Q: Can you share some of the instances where you have perhaps championed this?

A: In ST, there are always new opportunities as long as you are willing to invest your time and take on the challenges. An example of this would the Women in Leadership program. An idea and a passing statement I made during a gathering that I would like to identify a woman leader to replace me one day when I retire that sparked the entire program that we have today at Asia Pacific Sales and Marketing level. I stepped now into the role of mentoring younger women, both technical and Sales and Marketing colleagues, developing women in leadership and drive specific initiatives for the region and the S&M organization. It is something I feel compelled to do knowing that personally, I would have appreciated having such a network and mentor in my early years, someone who could under- stand the challenges of a woman in a man’s (technical) world.

Q: What do you think are some of the inhibitions that women are not so inclined to be in the technical field?

A: This field is still very much dominated by men. Women in this field must develop a strong sense of their self-awareness, know what they really want to stay focused and not give in to our perceived mental limitations. Other than that, women must also be courageous enough to step forward and grab opportunities the same way it is presented to the male counterparts.

Q: A mentor plays a key role in the semiconductor industry to the students and young talents.

SSIA will be launching a Youth Ambassador Program where mentors in queen bee companies will be paired with student ambassadors.
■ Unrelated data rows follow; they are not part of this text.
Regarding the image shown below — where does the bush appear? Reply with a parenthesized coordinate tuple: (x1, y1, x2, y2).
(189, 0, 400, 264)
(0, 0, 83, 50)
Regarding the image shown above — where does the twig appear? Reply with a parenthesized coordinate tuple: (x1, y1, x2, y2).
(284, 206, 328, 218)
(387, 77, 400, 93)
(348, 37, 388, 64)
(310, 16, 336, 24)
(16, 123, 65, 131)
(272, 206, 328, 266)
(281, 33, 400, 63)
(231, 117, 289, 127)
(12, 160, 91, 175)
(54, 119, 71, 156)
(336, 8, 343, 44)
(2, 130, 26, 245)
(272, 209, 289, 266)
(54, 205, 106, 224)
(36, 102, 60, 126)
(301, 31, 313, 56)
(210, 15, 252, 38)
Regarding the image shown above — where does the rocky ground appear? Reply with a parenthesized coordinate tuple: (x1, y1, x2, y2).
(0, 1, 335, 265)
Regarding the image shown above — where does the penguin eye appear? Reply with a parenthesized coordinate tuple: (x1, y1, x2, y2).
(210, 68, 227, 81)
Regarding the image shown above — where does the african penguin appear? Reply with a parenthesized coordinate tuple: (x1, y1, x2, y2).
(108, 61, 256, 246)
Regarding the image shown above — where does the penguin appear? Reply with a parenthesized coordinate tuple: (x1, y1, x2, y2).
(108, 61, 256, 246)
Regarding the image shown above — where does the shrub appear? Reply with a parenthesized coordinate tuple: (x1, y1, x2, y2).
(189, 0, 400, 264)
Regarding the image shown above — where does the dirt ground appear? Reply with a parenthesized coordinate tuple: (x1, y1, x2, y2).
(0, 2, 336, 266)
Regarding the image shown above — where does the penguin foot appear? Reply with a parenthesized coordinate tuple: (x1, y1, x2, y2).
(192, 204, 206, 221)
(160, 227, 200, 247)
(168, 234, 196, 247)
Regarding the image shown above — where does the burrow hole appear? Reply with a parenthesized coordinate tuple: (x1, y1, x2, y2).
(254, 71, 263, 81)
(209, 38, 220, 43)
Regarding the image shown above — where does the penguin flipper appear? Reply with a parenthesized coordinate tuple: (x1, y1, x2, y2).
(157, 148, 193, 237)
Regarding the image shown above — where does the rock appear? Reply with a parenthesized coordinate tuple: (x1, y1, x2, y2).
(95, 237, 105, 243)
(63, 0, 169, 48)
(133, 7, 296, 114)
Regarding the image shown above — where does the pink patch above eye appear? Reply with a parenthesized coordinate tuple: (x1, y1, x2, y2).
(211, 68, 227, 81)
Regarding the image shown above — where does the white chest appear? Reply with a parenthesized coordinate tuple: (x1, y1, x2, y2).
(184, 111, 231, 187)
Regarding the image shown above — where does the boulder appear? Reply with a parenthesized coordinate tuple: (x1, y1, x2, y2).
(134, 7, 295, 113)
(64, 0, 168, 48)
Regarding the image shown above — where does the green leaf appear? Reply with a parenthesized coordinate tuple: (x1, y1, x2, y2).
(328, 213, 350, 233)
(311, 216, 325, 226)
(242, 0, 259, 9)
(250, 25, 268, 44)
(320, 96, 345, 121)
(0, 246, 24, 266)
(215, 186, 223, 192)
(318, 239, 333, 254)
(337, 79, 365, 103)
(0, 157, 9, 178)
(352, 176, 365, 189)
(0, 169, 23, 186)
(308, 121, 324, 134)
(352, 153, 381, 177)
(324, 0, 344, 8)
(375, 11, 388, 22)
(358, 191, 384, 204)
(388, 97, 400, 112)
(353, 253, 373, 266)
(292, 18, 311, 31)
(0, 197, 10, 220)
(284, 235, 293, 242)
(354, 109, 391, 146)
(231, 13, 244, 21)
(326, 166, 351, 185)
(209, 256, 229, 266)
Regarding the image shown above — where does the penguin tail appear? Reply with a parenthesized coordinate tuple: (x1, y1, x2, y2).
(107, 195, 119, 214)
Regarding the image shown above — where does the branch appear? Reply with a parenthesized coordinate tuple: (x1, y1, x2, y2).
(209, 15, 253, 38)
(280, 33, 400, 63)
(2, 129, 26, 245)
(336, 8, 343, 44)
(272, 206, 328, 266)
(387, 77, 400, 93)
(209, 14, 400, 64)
How do you think a mentor should engage with the young talents since this is also something close to your heart?

A: Continue to encourage the young talents to be the true version of themselves. Be brave, do not be afraid to fail and be ready to pick yourself up again. It will be nice to have a job shadowing program to engage our young people even before they join the workforce and industry. Learn the best from the role model you choose.

Q: What are some advice that you would give to anyone to explore the semiconductor industry given some of the volatility of it?

Look at it as sitting on a roller coaster ride. Hold on tight (to your dreams) and enjoy every moment of what the ups and downs bring from the exhilarating journey! Always look forward to stepping out of your comfort zone to grow.